И опять завистливо и хорошо улыбнулся. Впрочем, Иван всегда так улыбался, с какой-то хорошей завистью на своем неказистом, тяжелом и скуластом лице, будто он любовался тайком всеми людьми и завидовал им, смущаясь.
— Вот, Ваня, — раздумчиво и невесело сказал Николотов, склонившись и обнимая друга за плечи, — какие дела. В отпуск ухожу. А надо бы к матери, повидать ее хочется… Сколько уж лет! И не дай бог получу когда-нибудь телеграмму… Знаешь, есть такие телеграммы, заверенные врачами…
— Она еще молодая, — сказал Иван.
— А сейчас холода, Танька на море тянет, в Гагру… А мать не зовет! Иногда так подумаешь, а нужен ли я? Позвала бы… А то приедешь как дурак, а там этот дядя, кавалерист.
— Кто? — спросил Иван.
— Кавалерист, говорю. Она за кавалериста вышла замуж, бывшего. Я тоже, конечно, не ангел. Я понимаю… Приходит время, и ищешь себе оправдания: то тепло, то холодно, то далеко… Слишком далеко! Отвык от нее. Письма и те раз в год…
Она уехала к мужу, когда сын ее был уже зачислен в авиационное училище. Об отъезде ее Саша узнал из писем Люды и тетки.
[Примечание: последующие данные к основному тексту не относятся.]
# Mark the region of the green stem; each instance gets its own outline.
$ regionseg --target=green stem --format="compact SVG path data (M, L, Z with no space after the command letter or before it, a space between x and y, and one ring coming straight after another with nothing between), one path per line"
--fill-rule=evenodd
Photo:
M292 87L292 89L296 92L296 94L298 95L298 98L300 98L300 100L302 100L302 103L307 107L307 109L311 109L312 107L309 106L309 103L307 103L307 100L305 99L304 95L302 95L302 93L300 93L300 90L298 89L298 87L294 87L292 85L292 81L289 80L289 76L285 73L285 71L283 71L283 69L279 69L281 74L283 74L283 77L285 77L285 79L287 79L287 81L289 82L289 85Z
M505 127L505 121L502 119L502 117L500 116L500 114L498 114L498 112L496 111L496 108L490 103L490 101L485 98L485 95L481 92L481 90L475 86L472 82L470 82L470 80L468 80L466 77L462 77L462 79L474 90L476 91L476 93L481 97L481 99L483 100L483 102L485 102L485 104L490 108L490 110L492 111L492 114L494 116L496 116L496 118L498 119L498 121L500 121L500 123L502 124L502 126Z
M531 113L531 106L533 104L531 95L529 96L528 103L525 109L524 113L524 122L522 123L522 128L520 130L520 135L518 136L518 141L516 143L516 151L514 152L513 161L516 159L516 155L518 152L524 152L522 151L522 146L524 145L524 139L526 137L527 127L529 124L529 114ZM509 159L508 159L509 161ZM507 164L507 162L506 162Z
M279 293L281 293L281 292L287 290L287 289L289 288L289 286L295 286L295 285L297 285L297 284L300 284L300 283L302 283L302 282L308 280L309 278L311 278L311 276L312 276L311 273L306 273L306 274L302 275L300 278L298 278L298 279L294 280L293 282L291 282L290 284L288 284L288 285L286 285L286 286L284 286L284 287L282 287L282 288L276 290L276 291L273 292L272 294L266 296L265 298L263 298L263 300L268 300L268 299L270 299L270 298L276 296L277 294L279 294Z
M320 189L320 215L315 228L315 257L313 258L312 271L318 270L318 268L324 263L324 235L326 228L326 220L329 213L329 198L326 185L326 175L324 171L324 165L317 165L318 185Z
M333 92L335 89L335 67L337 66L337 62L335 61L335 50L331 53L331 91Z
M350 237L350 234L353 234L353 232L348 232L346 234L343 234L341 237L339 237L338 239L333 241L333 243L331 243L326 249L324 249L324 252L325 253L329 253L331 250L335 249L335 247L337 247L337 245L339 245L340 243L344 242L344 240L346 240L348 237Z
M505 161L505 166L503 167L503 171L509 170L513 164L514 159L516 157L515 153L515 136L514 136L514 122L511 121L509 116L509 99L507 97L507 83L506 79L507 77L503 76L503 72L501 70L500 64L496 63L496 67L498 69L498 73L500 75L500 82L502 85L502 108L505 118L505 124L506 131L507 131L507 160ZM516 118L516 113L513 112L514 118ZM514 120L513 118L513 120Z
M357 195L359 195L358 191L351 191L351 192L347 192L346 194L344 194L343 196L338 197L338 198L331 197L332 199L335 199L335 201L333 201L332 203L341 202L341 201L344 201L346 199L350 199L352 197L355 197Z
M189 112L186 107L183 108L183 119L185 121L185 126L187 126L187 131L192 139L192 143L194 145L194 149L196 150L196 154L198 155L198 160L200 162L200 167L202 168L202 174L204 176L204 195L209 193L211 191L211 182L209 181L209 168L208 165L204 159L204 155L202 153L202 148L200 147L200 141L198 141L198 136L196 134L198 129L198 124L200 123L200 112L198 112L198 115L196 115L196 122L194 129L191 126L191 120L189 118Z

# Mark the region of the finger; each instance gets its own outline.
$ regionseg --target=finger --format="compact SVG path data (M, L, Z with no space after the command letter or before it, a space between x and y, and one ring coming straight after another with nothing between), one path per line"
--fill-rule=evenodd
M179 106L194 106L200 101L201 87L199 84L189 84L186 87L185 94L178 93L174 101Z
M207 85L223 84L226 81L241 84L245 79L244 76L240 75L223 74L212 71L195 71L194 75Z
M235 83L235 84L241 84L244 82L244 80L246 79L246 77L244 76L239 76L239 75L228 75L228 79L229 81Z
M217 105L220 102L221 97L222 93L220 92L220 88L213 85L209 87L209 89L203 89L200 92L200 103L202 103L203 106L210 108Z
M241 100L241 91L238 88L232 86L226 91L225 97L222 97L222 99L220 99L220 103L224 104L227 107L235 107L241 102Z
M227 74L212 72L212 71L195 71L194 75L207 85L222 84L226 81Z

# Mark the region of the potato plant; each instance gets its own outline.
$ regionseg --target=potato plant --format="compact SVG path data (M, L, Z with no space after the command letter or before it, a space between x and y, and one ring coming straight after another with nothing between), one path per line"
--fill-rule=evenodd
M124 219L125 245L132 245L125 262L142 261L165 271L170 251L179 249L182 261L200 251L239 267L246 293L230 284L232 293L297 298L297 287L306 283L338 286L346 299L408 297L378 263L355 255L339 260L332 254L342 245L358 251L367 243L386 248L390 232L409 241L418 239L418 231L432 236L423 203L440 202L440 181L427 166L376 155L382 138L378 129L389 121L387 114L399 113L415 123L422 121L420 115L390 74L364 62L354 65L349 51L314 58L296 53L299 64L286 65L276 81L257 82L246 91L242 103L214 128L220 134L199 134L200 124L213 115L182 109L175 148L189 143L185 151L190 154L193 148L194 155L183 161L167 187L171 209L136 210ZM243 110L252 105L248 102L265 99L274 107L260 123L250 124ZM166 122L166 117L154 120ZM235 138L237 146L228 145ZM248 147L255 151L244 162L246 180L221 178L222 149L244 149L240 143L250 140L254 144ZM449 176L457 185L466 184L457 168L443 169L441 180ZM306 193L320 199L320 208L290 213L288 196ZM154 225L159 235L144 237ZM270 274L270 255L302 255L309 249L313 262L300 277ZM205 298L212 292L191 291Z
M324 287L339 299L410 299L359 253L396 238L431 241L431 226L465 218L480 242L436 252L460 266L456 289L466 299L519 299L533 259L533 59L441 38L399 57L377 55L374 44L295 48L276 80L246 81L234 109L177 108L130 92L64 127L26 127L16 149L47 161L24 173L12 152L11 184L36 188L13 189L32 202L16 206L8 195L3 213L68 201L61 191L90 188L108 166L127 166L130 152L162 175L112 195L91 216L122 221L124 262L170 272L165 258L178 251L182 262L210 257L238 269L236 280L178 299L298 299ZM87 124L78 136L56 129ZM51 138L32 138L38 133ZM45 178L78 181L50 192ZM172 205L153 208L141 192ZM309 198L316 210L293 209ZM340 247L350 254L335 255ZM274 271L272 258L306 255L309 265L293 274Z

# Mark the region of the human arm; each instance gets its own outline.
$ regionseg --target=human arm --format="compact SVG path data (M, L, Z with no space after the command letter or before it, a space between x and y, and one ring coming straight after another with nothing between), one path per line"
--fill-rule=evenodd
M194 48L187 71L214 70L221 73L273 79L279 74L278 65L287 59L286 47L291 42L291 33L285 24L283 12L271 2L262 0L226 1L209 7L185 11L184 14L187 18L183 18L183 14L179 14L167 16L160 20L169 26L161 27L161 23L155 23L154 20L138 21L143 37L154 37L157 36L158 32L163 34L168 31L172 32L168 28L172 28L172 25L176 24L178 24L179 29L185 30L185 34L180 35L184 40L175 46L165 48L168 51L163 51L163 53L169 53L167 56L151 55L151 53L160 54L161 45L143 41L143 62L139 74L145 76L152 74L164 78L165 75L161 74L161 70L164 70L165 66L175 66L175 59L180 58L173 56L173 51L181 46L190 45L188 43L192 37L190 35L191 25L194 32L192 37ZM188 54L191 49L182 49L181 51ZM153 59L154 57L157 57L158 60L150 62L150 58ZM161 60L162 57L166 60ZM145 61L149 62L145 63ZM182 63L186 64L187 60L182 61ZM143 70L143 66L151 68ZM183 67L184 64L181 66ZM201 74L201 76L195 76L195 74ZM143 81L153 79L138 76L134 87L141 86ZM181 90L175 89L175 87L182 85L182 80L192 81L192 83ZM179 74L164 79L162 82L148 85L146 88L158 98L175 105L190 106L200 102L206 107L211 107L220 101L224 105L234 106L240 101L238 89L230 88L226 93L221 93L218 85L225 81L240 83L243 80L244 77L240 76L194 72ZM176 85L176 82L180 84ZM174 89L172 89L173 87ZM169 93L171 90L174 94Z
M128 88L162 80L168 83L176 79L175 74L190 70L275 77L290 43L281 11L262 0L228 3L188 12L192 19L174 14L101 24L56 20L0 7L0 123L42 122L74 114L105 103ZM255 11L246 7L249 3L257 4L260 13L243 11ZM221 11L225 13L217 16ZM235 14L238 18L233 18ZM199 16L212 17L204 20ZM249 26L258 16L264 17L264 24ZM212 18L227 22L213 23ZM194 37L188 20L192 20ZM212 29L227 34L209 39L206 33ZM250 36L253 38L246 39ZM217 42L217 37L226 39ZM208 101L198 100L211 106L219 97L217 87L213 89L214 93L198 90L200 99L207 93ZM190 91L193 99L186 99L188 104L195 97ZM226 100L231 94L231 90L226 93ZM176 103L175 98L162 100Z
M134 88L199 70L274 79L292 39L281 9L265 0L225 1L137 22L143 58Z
Письма пришли в один день, и дважды две женщины в один и тот же час прокричали ему издалека об этом как о беде. И Саша понял, что сам он не имел теперь права показывать им свою боль и тревогу, откликаться бедой на беду. Он написал каждой из них спокойные и рассудительные письма, уверяя их, что мать не пропадет, найдутся люди, которые поймут ее и устроят на работу, дадут жилье, и что, может быть, ей будет действительно спокойнее и даже, может быть, она заживет там счастливо.